This event will be hosted by SAP who also will offer snacks and drinks. Thanks SAP for having us!
Talk 1: The Faces of Nanomaterials: Insightful Perfect Classification using Deep Learning (45 min)
Speaker: Dr. Angelo Ziletti, Deputy Group Leader Fritz Haber Institute of the Max Planck Society, Berlin
Abstract: Computational methods that extract knowledge from materials science data are critical for enabling the data-driven discovery of novel nanomaterials for technological applications. A reliable identification of the crystal type is a crucial first step for materials characterization and analytics. Current methods require a user-specified threshold, and are unable to identify the correct crystal type for defective structures. Here, we introduce a new machine-learning-based approach to automatically classify nanomaterials by their crystal structure. First, we represent materials by a diffraction image, and then construct a deeplearning neural-network model for classification. Our approach is able to correctly classify a dataset comprising more than 80,000 structures, including heavily defective ones. The internal operations of the neural network are unraveled through attentive response maps, demonstrating that it uses the same landmarks a materials scientist would use, although never explicitly instructed to do so.

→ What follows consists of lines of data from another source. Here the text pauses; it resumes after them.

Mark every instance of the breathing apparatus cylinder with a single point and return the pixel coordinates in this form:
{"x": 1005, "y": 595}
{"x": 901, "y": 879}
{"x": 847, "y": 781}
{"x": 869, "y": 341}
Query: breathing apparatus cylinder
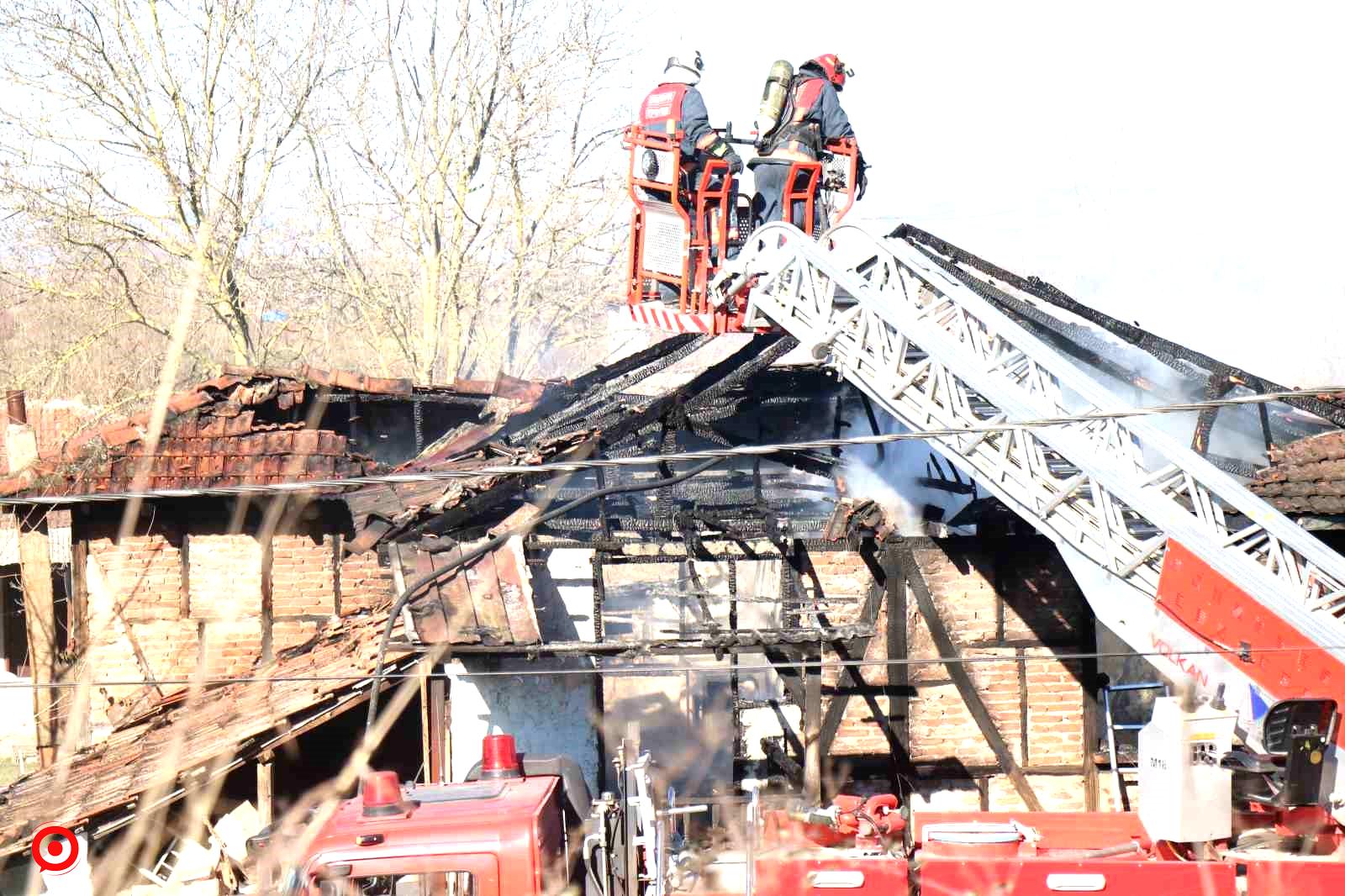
{"x": 773, "y": 100}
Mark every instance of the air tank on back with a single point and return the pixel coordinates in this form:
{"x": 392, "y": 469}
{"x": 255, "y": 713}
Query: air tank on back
{"x": 773, "y": 98}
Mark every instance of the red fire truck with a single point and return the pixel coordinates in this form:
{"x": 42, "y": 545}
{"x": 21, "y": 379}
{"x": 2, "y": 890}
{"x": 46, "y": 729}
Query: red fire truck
{"x": 521, "y": 825}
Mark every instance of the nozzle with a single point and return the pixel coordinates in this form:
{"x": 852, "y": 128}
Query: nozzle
{"x": 1217, "y": 703}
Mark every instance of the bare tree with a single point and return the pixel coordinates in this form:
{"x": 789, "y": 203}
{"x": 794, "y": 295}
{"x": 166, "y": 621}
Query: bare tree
{"x": 470, "y": 214}
{"x": 128, "y": 129}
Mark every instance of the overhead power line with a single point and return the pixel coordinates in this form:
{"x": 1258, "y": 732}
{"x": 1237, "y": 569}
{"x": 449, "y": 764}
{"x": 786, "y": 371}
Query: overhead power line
{"x": 649, "y": 461}
{"x": 659, "y": 669}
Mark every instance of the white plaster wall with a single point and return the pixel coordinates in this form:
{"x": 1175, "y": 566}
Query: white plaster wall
{"x": 18, "y": 732}
{"x": 546, "y": 714}
{"x": 548, "y": 704}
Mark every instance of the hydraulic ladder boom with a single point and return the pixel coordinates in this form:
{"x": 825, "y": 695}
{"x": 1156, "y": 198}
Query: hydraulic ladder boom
{"x": 1114, "y": 494}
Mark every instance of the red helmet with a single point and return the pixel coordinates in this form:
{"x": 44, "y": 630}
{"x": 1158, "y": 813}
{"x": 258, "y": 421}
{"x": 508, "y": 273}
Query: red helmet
{"x": 836, "y": 71}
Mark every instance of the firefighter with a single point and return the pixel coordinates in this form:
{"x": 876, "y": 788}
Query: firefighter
{"x": 676, "y": 104}
{"x": 813, "y": 116}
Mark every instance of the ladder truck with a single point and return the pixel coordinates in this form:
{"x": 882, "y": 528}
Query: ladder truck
{"x": 1241, "y": 777}
{"x": 1174, "y": 553}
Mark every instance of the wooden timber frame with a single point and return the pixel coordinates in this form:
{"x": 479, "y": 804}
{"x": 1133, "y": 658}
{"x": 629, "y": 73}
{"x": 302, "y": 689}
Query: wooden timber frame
{"x": 896, "y": 579}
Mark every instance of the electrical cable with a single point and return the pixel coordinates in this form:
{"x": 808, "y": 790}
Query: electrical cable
{"x": 481, "y": 551}
{"x": 652, "y": 670}
{"x": 649, "y": 461}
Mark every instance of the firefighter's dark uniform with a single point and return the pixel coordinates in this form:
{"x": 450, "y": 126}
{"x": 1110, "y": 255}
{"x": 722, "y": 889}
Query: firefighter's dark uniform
{"x": 817, "y": 119}
{"x": 681, "y": 105}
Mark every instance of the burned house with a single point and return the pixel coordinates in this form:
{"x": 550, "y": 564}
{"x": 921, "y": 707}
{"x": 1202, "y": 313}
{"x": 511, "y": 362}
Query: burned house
{"x": 762, "y": 618}
{"x": 576, "y": 561}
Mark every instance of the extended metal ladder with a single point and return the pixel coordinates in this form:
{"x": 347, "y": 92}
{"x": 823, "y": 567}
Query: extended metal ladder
{"x": 938, "y": 356}
{"x": 1113, "y": 727}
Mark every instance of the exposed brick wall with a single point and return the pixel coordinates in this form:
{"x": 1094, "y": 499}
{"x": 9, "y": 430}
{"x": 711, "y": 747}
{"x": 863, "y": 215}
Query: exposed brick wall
{"x": 141, "y": 576}
{"x": 363, "y": 582}
{"x": 1015, "y": 602}
{"x": 302, "y": 576}
{"x": 54, "y": 423}
{"x": 145, "y": 627}
{"x": 225, "y": 575}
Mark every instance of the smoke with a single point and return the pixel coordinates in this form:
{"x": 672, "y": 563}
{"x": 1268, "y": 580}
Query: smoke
{"x": 896, "y": 479}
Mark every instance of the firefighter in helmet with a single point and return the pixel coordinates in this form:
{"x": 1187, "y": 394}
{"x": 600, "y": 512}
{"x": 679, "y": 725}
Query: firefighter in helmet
{"x": 811, "y": 118}
{"x": 677, "y": 105}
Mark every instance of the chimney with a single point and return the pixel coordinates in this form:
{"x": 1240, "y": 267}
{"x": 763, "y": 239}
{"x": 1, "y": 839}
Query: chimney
{"x": 20, "y": 440}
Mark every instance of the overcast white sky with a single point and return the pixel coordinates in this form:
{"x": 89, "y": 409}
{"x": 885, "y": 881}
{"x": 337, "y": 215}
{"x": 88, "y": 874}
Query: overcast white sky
{"x": 1172, "y": 165}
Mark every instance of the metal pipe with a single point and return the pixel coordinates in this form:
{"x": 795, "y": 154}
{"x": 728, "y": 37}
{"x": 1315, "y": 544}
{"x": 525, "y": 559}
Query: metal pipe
{"x": 17, "y": 407}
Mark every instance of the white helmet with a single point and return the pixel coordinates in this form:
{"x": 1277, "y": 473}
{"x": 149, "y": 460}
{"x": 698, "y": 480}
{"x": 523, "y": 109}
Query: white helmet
{"x": 683, "y": 66}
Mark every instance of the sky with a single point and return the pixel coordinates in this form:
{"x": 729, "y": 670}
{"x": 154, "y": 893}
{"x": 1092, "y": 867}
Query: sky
{"x": 1177, "y": 166}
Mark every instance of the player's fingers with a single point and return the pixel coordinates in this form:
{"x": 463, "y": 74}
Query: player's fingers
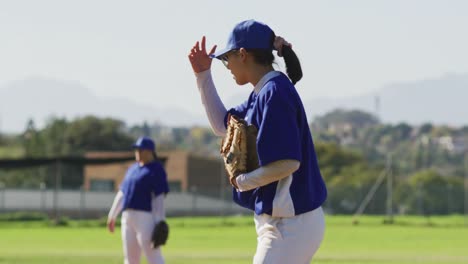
{"x": 203, "y": 44}
{"x": 213, "y": 50}
{"x": 197, "y": 46}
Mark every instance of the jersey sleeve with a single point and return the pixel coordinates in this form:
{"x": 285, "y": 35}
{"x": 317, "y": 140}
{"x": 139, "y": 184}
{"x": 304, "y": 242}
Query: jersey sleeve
{"x": 278, "y": 134}
{"x": 239, "y": 110}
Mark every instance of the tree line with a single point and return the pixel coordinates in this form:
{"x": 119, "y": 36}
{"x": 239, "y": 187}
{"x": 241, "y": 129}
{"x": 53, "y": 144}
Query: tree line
{"x": 428, "y": 161}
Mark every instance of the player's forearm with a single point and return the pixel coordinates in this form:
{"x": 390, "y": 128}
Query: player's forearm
{"x": 264, "y": 175}
{"x": 214, "y": 107}
{"x": 116, "y": 206}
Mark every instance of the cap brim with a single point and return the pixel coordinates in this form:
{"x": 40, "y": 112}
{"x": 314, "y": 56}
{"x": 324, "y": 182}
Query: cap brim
{"x": 220, "y": 53}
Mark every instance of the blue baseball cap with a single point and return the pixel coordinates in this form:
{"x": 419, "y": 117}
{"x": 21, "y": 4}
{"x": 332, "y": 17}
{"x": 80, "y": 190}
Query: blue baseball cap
{"x": 144, "y": 143}
{"x": 249, "y": 34}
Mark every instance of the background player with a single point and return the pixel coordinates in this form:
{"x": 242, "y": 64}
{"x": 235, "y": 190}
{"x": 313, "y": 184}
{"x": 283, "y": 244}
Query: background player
{"x": 141, "y": 198}
{"x": 287, "y": 191}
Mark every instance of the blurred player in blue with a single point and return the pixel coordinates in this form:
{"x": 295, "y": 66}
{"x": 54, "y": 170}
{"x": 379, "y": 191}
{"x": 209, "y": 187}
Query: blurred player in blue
{"x": 287, "y": 191}
{"x": 141, "y": 198}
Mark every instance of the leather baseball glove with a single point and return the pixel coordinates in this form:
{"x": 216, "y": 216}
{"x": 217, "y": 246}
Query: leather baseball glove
{"x": 160, "y": 234}
{"x": 239, "y": 148}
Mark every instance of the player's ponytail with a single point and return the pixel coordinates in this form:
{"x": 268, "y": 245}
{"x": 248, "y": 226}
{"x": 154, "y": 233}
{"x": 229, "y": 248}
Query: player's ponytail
{"x": 293, "y": 66}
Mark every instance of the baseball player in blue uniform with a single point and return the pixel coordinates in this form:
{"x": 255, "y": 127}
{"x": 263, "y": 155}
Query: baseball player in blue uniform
{"x": 287, "y": 190}
{"x": 141, "y": 198}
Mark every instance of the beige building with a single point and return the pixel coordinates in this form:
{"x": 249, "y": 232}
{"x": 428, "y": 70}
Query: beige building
{"x": 185, "y": 171}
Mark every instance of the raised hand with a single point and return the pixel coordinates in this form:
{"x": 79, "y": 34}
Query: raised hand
{"x": 198, "y": 57}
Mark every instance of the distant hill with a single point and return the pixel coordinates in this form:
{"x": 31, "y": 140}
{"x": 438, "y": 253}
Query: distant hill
{"x": 40, "y": 98}
{"x": 438, "y": 101}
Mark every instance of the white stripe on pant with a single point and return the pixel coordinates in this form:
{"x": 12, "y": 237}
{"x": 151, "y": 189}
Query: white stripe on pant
{"x": 291, "y": 240}
{"x": 137, "y": 227}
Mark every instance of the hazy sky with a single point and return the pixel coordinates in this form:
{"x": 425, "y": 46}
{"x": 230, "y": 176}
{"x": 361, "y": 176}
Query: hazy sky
{"x": 138, "y": 49}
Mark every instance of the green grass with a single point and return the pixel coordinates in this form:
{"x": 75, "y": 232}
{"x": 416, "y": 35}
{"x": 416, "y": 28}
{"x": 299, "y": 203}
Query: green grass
{"x": 232, "y": 240}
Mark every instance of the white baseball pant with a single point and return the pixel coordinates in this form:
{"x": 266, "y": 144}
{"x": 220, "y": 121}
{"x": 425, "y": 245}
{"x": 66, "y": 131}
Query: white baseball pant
{"x": 137, "y": 227}
{"x": 289, "y": 239}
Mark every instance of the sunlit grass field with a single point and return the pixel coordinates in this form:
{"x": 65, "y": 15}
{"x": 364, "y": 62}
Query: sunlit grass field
{"x": 232, "y": 240}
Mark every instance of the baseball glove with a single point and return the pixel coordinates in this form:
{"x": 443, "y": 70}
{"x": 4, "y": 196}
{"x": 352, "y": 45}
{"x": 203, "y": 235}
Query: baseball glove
{"x": 239, "y": 148}
{"x": 160, "y": 234}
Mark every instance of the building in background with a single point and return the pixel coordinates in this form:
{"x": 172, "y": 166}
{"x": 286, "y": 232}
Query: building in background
{"x": 186, "y": 172}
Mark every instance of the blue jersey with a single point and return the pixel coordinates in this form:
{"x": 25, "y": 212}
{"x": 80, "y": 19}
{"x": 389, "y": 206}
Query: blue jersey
{"x": 141, "y": 182}
{"x": 276, "y": 109}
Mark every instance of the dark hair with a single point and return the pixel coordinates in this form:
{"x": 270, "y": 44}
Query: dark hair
{"x": 266, "y": 57}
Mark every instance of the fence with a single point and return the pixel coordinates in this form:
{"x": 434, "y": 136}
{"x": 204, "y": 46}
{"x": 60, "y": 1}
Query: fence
{"x": 86, "y": 204}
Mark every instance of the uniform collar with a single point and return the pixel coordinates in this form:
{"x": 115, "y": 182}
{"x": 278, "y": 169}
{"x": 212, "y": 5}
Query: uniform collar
{"x": 264, "y": 79}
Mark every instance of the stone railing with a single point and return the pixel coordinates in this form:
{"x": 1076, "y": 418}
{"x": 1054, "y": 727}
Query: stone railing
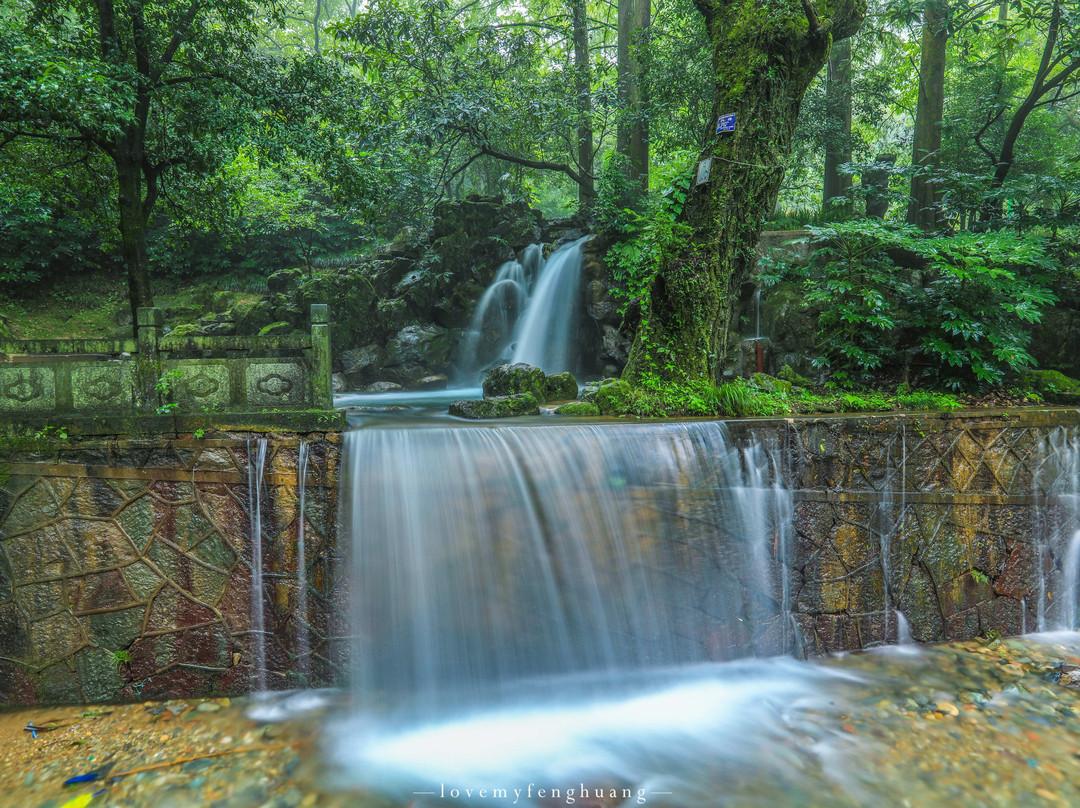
{"x": 158, "y": 374}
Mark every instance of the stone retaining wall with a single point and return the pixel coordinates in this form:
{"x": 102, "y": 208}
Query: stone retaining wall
{"x": 959, "y": 517}
{"x": 125, "y": 568}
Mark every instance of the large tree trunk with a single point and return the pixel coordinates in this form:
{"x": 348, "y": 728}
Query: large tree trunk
{"x": 838, "y": 108}
{"x": 633, "y": 136}
{"x": 583, "y": 86}
{"x": 923, "y": 209}
{"x": 133, "y": 226}
{"x": 764, "y": 58}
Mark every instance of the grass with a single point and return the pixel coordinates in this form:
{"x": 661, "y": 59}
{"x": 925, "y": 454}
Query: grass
{"x": 89, "y": 306}
{"x": 742, "y": 400}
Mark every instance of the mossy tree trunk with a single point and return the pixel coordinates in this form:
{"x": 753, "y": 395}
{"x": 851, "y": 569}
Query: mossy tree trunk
{"x": 764, "y": 55}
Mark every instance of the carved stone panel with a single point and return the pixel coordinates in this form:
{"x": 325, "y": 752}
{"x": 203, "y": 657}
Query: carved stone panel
{"x": 275, "y": 385}
{"x": 27, "y": 389}
{"x": 102, "y": 387}
{"x": 201, "y": 385}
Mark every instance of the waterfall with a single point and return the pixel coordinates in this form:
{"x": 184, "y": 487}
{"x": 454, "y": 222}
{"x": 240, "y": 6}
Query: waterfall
{"x": 547, "y": 334}
{"x": 488, "y": 560}
{"x": 1057, "y": 493}
{"x": 302, "y": 632}
{"x": 255, "y": 481}
{"x": 528, "y": 313}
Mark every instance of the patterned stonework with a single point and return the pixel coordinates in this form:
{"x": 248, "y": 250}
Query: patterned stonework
{"x": 26, "y": 389}
{"x": 143, "y": 551}
{"x": 952, "y": 521}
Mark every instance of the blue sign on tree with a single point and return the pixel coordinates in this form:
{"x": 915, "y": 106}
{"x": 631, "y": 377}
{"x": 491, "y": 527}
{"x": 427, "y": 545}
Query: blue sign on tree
{"x": 727, "y": 123}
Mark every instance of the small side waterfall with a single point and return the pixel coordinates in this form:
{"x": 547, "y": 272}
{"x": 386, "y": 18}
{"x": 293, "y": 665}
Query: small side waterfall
{"x": 302, "y": 632}
{"x": 255, "y": 483}
{"x": 488, "y": 560}
{"x": 529, "y": 313}
{"x": 1057, "y": 488}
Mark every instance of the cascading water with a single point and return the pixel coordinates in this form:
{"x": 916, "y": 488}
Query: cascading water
{"x": 547, "y": 334}
{"x": 529, "y": 313}
{"x": 255, "y": 480}
{"x": 302, "y": 632}
{"x": 485, "y": 557}
{"x": 539, "y": 600}
{"x": 1057, "y": 485}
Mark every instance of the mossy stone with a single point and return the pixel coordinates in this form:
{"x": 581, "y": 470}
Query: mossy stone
{"x": 578, "y": 408}
{"x": 497, "y": 406}
{"x": 561, "y": 387}
{"x": 279, "y": 327}
{"x": 610, "y": 395}
{"x": 1054, "y": 386}
{"x": 770, "y": 384}
{"x": 787, "y": 374}
{"x": 517, "y": 378}
{"x": 187, "y": 330}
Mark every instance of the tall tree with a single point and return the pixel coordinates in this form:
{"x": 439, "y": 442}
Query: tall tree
{"x": 633, "y": 136}
{"x": 583, "y": 102}
{"x": 764, "y": 56}
{"x": 1054, "y": 82}
{"x": 923, "y": 209}
{"x": 156, "y": 85}
{"x": 836, "y": 182}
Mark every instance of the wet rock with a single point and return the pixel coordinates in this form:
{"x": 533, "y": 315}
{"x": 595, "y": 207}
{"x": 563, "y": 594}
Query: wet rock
{"x": 1054, "y": 386}
{"x": 770, "y": 384}
{"x": 361, "y": 364}
{"x": 383, "y": 387}
{"x": 578, "y": 408}
{"x": 419, "y": 350}
{"x": 610, "y": 395}
{"x": 251, "y": 317}
{"x": 497, "y": 406}
{"x": 436, "y": 381}
{"x": 517, "y": 378}
{"x": 561, "y": 387}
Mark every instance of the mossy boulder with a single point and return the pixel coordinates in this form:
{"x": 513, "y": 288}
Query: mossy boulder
{"x": 770, "y": 384}
{"x": 561, "y": 387}
{"x": 517, "y": 378}
{"x": 787, "y": 374}
{"x": 221, "y": 301}
{"x": 187, "y": 330}
{"x": 361, "y": 365}
{"x": 1054, "y": 386}
{"x": 275, "y": 328}
{"x": 610, "y": 395}
{"x": 251, "y": 317}
{"x": 581, "y": 408}
{"x": 497, "y": 406}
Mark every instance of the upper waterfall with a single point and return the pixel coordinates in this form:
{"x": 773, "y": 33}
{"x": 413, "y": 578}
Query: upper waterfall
{"x": 529, "y": 313}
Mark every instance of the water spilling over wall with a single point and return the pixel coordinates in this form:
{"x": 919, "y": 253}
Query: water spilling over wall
{"x": 961, "y": 523}
{"x": 485, "y": 557}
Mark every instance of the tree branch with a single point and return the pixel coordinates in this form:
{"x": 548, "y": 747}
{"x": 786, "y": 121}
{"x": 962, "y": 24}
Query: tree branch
{"x": 539, "y": 164}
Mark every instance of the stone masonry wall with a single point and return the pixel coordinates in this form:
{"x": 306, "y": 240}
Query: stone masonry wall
{"x": 955, "y": 521}
{"x": 125, "y": 569}
{"x": 125, "y": 566}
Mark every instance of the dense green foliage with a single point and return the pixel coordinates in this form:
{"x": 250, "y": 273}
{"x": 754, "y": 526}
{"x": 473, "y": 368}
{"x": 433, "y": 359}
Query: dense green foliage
{"x": 954, "y": 310}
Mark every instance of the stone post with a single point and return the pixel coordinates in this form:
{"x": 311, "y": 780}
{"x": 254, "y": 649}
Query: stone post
{"x": 876, "y": 180}
{"x": 322, "y": 396}
{"x": 148, "y": 366}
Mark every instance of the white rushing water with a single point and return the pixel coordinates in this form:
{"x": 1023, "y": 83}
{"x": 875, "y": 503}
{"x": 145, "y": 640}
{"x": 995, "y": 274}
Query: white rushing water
{"x": 529, "y": 313}
{"x": 551, "y": 602}
{"x": 256, "y": 471}
{"x": 302, "y": 631}
{"x": 1057, "y": 489}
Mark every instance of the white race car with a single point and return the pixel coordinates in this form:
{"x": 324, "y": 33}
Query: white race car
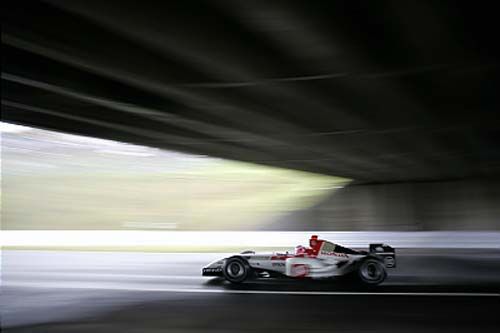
{"x": 323, "y": 259}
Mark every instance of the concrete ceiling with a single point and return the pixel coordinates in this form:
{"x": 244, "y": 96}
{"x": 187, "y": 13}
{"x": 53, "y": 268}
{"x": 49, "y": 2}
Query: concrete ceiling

Talk 2: Applying advanced deep learning techniques to analyze financial documents
Speaker: Dr. Johannes Höhne, Senior Data Scientist in the Deep Learning Center of Excellence, Innovation Center Network of SAP.
Bio: Prior to joining SAP Johannes has been a co-founder of a bajomi analytics start-up which was acquired by excentos Software GmbH. Johannes has been dealing with data-related problems for the past seven years, aiming to understand and solve problems by means of data analysis. The passion for data gave him insights into various domains such as Finance, Neuroscience, E-commerce or Bioinformatics. Besides his interest in data, he is driven by an entrepreneurial spirit enabling eﬃcient prototyping and "lean" development cycles. After his university education in Berlin and Sydney, Johannes pursued a scientiﬁc career in the ﬁeld of Neurotechnology and Machine Learning obtaining a PhD degree from TU Berlin.